How to Practice Vipassana?

Upvote:1

  1. First of all you place your attention on your abdomen,when i'm more used to my attention being on the tip of my nose. Is there a way to practice vipassana with your attention on the tip of your nose? I can avoid getting too concentrated with a technique I found by accident, by widening my focus to the entire nostril instead of just a point. This helps allow for thoughts, etc. to arise. Because I notice during samatha thoughts are minimum to none.

I can avoid getting too concentrated with a technique ...

What I do is I keep the area small and regularly change the point after while until I know I can instantly sense each point in the nose.

Anapana is not necessarily Samatha. It has all 4 foundations of mindfulness.

  1. You start with Body mindfulness as the breath is the body fabricator.
  2. Then you move to Sensation
  3. Then Mental objects
  4. Then Mental content

Each of the 4 triads corresponds to the above.

In the process you have to calm all the fabrications.

  1. Please describe a method of practising vipassana with the base/anchor being the tip of the nose not the abdomen.

The focus should be around the mouth as in the Suttas. This can be the spot below the nose and upper lip. (As interpreted by certain linages) The tip of the nose of the the under side of the nostrils are also fine if this point takes you into excessive Piti too fast. But at some point come to this place.

Refer:

Upvote:4

It doesn't really matter which object you use, but there are traditions built up around using the nose or the abdomen. The point of vipassana practice is to help you become totally aware of reality in the here and now.

I'll try to answer this from the Mahasi Sayadaw tradition, as I've been taught.

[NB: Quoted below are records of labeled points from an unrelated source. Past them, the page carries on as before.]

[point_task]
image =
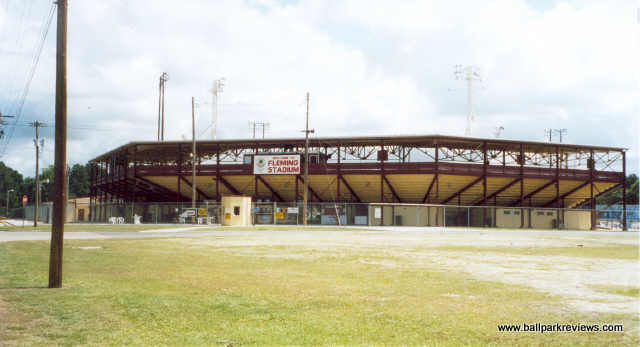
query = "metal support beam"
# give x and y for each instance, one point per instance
(310, 189)
(497, 192)
(426, 195)
(558, 188)
(592, 207)
(393, 191)
(521, 162)
(200, 192)
(484, 182)
(624, 191)
(464, 189)
(273, 191)
(229, 186)
(346, 184)
(530, 195)
(565, 195)
(218, 199)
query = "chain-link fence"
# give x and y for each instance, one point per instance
(354, 214)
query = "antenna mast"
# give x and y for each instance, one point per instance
(218, 86)
(469, 73)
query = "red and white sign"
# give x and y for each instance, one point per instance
(276, 164)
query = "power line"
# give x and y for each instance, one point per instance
(32, 72)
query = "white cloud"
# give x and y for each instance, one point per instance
(371, 68)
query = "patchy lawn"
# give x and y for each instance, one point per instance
(341, 288)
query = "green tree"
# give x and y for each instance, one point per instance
(9, 179)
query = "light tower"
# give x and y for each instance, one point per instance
(469, 73)
(216, 104)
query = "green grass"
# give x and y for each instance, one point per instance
(619, 290)
(204, 291)
(627, 252)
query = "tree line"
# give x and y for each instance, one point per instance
(78, 176)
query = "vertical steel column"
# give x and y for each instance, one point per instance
(521, 162)
(218, 174)
(624, 191)
(382, 171)
(382, 181)
(484, 183)
(255, 177)
(91, 192)
(592, 166)
(437, 178)
(179, 170)
(557, 187)
(338, 176)
(135, 174)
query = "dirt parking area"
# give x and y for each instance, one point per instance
(591, 271)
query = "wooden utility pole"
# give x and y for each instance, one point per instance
(60, 161)
(193, 159)
(163, 79)
(38, 145)
(305, 193)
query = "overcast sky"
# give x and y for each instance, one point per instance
(371, 67)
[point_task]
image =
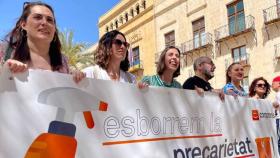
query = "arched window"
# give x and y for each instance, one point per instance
(116, 24)
(132, 12)
(121, 20)
(126, 17)
(137, 9)
(144, 4)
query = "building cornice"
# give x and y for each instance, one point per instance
(118, 9)
(173, 5)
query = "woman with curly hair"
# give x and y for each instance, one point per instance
(259, 88)
(111, 58)
(34, 43)
(168, 67)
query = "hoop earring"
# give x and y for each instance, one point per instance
(54, 39)
(22, 33)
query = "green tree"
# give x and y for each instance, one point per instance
(73, 51)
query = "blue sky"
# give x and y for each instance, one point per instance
(81, 16)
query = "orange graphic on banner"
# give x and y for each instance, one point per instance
(264, 149)
(49, 145)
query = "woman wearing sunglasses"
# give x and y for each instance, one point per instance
(111, 58)
(168, 67)
(259, 88)
(34, 42)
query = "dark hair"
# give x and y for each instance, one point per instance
(102, 54)
(228, 78)
(161, 62)
(17, 39)
(252, 87)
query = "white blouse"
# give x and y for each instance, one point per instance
(98, 73)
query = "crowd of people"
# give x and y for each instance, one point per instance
(33, 43)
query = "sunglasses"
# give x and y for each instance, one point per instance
(260, 85)
(119, 43)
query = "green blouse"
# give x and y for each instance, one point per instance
(156, 81)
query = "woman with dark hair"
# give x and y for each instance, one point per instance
(234, 76)
(111, 59)
(168, 68)
(34, 42)
(259, 88)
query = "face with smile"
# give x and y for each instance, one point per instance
(208, 69)
(172, 60)
(40, 24)
(260, 88)
(119, 48)
(236, 73)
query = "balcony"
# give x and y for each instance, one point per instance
(244, 60)
(277, 51)
(204, 41)
(241, 26)
(271, 14)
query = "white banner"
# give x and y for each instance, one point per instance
(151, 123)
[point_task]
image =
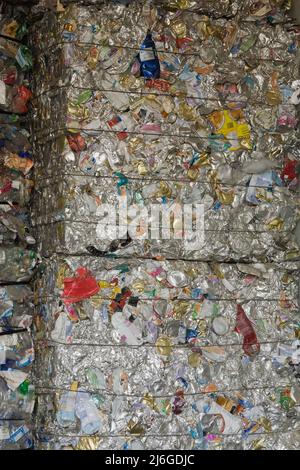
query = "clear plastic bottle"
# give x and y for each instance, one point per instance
(66, 413)
(88, 414)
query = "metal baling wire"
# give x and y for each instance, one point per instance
(87, 132)
(187, 346)
(145, 436)
(92, 222)
(184, 299)
(149, 93)
(159, 51)
(55, 389)
(61, 177)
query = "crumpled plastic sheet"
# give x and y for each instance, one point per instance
(143, 355)
(17, 255)
(171, 310)
(235, 231)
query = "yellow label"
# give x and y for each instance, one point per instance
(232, 125)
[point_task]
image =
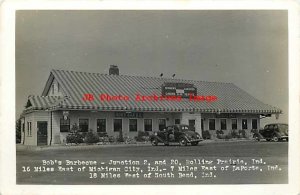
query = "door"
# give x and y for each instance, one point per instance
(192, 125)
(42, 133)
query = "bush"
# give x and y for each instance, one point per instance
(206, 135)
(74, 137)
(91, 137)
(142, 136)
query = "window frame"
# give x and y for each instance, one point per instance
(243, 124)
(256, 123)
(159, 124)
(214, 124)
(175, 121)
(129, 124)
(113, 121)
(235, 124)
(88, 124)
(151, 124)
(221, 123)
(97, 125)
(65, 125)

The confusion you experience, and the desire to practice Vipassana from the nose; this is not an accident. Vipassana practice is designed to expose these feelings. When these feelings arise, they should become your meditation object. The abdomen is just a convenient anchor that we come back to again and again; it is not special (as far as I have experienced).

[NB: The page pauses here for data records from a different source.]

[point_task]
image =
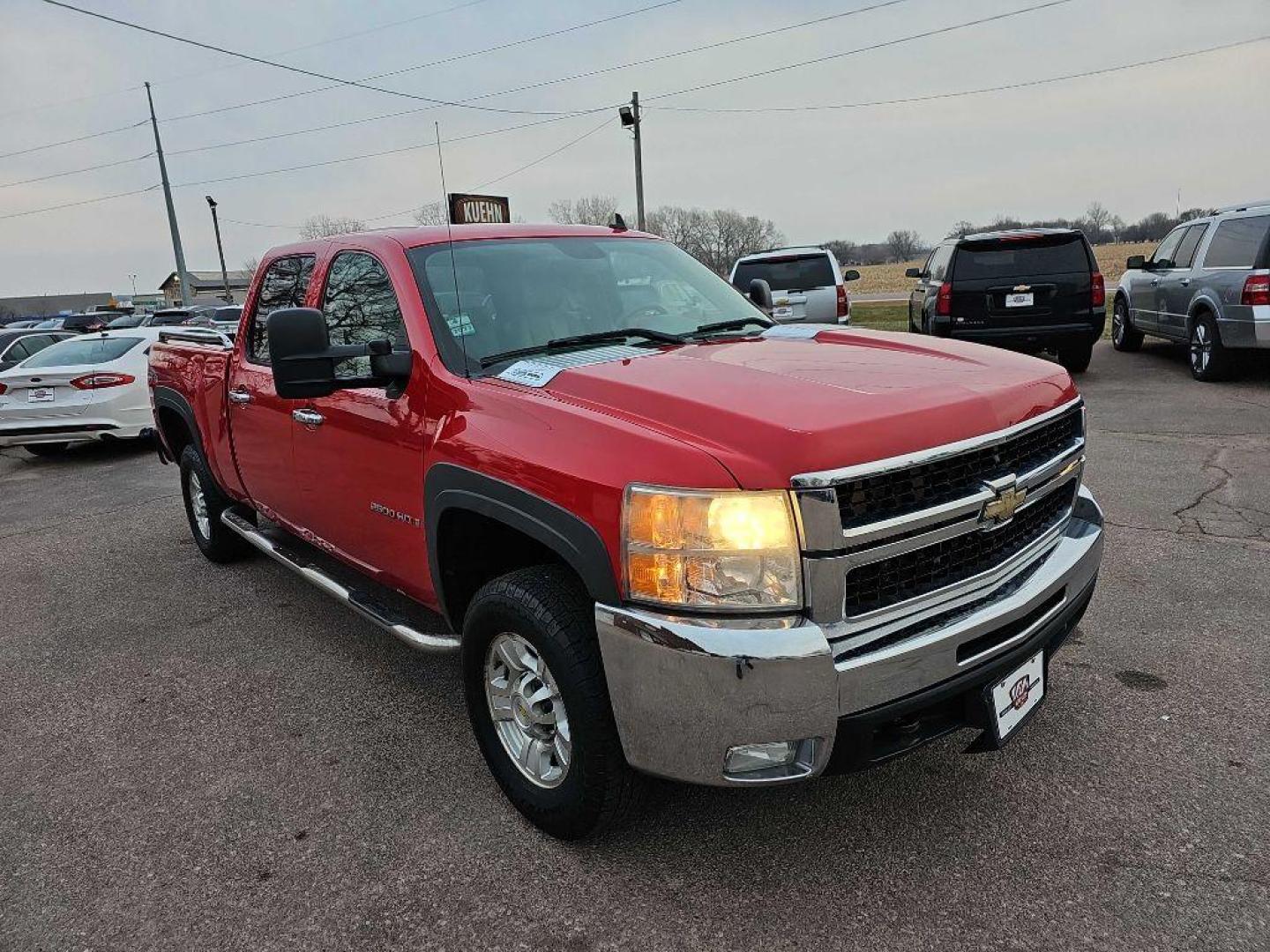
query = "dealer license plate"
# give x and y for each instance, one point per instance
(1018, 695)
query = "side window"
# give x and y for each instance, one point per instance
(1237, 242)
(1186, 248)
(360, 306)
(285, 285)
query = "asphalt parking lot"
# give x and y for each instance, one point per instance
(206, 756)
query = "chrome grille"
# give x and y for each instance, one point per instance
(884, 495)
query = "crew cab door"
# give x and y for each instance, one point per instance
(360, 452)
(259, 420)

If you are trying to figure this out without seeing a teacher, you can probably make some progress if you understand the general point of the practice and just how broad we are being when we say to meditate on this or meditate on that. When the mind says, This is too difficult, in our tradition we meditate on the feeling by making a mental note of each experience as it arises, so if it's frustration we say to ourselves: Frustrated…frustrated… or if it's a desire to practice a certain way we just say to ourselves: Wanting…wanting… and then we return to the abdomen: Rising…Falling…

My point being that any experience you're having right now―whether it's a sense object or feelings about that sense object―should be the object of your meditation. This is much easier said than done, but with persistence you will see some gains in your ability to simply be aware of each moment as it arises, instead of being caught up in concepts, or past, future, thoughts, feelings, etc.

Hope this helps.

Upvote:6

A hammer has two ends for a reason; one end is great for pounding nails, but not at taking them out. The nose is avoided in Vipassana for a reason; it is too apt to lead to calm.

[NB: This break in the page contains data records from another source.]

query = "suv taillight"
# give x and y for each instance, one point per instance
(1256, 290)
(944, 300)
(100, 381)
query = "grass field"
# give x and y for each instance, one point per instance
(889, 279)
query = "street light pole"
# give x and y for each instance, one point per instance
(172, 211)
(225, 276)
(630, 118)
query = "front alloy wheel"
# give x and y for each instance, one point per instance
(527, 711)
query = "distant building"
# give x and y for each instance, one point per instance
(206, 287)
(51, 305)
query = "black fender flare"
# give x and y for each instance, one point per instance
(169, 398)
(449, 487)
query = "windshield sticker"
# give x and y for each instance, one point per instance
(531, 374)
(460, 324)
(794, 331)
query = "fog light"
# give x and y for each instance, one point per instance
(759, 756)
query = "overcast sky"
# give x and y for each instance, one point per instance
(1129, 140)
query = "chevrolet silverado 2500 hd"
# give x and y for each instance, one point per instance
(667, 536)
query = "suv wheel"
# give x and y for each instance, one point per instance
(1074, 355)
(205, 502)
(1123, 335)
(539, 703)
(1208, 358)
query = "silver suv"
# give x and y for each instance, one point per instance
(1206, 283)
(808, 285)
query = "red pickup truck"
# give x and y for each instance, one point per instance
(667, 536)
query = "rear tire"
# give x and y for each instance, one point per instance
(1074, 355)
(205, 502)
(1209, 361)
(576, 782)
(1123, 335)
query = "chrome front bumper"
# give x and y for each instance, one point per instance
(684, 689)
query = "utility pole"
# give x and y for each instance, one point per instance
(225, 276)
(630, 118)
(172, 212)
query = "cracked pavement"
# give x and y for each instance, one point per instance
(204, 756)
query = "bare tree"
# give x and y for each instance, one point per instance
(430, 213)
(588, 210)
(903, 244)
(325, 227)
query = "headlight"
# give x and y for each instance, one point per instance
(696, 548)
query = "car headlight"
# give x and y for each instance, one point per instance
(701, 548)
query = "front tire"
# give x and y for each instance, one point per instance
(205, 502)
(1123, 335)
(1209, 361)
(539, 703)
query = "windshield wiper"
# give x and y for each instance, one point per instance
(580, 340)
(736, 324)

That being said, it is of course technically possible to cultivate insight at the nose, if you insist. Vipassana takes as its base the four elements, earth, air, water, and fire. As per the Visuddhimagga:

But one whose vehicle is pure insight, or that same aforesaid one whose vehicle is serenity, discerns the four elements in brief or in detail in one of the various ways given in the chapter on the definition of the four elements.

-- Path of Purification XVIII.5

So, you have to find the elements at the nose; there is some faint pressure, which is the air element, and there is heat and cold, which is the fire element. The breath itself is a concept, so you can't use that as an object of Vipassana. You might note "hot, hot" or "cold, cold" or "hot, cold", as it presents itself. Also, "feeling, feeling" for the pressure.

Having taken that as a base, you would then note whatever other experiences arose, based on the four foundations of mindfulness, as per the instruction given by a teacher.